4.10. Willow Warbler (Phylloscopus trochilus). This single-brooded member of the warbler family demonstrated consistent re-use of the same territory, wherever the habitat remained available from year to year. Given that the species is relatively long-lived for a passerine, site fidelity by individuals is a likely factor. The greater number of territories on Beacon and Carn Gafallt reflects the greater quantity of suitable taller ffridd on these two survey sites.
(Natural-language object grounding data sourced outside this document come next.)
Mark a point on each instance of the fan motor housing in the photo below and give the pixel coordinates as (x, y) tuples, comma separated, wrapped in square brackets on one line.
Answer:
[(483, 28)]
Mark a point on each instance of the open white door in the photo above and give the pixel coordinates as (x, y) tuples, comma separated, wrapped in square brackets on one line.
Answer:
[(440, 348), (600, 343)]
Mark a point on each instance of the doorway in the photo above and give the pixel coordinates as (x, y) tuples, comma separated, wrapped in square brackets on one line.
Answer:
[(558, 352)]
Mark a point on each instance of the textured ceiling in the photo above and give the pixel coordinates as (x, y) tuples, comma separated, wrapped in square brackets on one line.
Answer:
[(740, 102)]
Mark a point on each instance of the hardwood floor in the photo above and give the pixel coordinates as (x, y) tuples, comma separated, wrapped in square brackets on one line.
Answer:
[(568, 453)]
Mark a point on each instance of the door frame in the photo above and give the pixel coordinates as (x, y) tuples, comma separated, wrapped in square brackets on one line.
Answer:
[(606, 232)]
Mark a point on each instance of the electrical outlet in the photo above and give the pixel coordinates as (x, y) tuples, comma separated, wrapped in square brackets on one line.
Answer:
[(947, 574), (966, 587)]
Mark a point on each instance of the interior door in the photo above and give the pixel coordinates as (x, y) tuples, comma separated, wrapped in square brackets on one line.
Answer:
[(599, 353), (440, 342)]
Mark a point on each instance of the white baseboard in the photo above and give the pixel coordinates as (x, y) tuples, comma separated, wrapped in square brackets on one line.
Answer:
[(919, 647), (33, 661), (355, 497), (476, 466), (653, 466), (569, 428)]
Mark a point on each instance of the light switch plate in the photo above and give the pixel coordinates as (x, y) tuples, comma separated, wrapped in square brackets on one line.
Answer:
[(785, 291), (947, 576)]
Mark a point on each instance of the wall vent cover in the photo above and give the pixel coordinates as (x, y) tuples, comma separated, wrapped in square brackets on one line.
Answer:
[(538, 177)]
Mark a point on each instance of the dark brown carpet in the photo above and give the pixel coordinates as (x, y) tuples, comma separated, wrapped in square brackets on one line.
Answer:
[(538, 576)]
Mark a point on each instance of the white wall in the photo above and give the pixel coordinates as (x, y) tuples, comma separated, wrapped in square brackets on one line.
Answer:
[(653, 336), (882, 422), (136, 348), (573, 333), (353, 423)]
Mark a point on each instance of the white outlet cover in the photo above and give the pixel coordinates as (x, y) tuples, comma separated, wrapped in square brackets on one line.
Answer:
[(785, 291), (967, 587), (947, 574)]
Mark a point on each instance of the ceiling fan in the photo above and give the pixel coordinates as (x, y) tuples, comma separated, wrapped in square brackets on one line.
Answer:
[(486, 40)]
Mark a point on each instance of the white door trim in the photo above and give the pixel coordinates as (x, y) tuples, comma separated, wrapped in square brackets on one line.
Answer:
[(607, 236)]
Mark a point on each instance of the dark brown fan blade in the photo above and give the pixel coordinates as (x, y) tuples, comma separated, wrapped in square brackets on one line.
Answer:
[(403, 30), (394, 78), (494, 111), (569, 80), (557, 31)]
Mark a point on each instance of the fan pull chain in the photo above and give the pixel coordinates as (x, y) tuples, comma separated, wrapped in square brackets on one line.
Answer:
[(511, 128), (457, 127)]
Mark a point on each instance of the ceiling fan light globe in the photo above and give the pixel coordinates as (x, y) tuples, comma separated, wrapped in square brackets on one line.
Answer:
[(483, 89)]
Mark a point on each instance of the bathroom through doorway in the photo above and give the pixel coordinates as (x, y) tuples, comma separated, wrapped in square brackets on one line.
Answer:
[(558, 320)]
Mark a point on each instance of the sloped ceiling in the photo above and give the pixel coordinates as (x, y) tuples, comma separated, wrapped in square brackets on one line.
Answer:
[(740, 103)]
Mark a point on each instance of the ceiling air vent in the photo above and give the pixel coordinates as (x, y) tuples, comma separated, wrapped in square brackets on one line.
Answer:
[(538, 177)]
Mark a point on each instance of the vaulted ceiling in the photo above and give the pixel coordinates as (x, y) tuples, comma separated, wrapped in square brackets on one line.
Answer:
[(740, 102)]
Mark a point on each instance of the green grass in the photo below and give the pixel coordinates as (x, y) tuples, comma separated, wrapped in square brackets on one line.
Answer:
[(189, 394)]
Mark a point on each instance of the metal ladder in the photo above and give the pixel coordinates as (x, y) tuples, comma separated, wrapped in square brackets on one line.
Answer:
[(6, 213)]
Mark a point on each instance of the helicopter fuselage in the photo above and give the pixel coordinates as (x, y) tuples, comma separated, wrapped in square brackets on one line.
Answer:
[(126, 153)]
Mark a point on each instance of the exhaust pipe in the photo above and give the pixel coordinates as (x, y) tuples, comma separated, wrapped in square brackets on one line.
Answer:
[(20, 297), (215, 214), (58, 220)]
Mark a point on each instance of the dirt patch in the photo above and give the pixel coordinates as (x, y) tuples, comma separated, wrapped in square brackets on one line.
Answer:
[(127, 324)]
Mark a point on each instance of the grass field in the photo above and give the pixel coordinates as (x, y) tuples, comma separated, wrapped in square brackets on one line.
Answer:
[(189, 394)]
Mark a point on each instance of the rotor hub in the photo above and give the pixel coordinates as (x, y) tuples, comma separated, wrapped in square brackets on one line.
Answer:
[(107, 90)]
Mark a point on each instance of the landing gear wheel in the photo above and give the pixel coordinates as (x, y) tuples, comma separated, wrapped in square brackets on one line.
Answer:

5.1. A series of ecological extensions resulting from management practice has been envisaged around a central general concept of ‘grazed mixed heath’, with the following relationships between birds and habitat observed on our study sites:
5.2. Heavily-grazed Heath Rush / Mat Grass habitat. This habitat is typical of huge swathes of Welsh upland, and represented in our surveys by the first half of the Allt Goch survey on Abergwesyn Common (part of the ‘3 Parishes’ SMS area, and a control survey for the PMP project). It is lower in bird species diversity than the other upland moorland habitats in the study. Nonetheless it holds important breeding populations of Skylark and Meadow Pipit (both BoCC Re-listed), plus (given stone walls, rock outcrops, or burrows for nesting sites) Wheatear. Kites, Buzzards, Crows and Ravens fly over or up from this habitat, presumably largely in search of carrion (dead sheep). Apart from these, there are virtually no other species recorded, except a few birds (Mistle Thrush are a good example) flying from nesting sites in any nearby woods to feed. Cuckoos are heard but not seen watching nests. Presumably the lack of perches is an inhibiting factor for them in this habitat, probably making it unusable for their breeding purposes unless better Cuckoo habitat exists nearby. Golden Plover may use this habitat on other parts of Abergwesyn Common, both for breeding (in vanishing numbers, as I understand) and wintering/passage, though I personally have not seen a passage flock in or near the Allt Goch area for many years.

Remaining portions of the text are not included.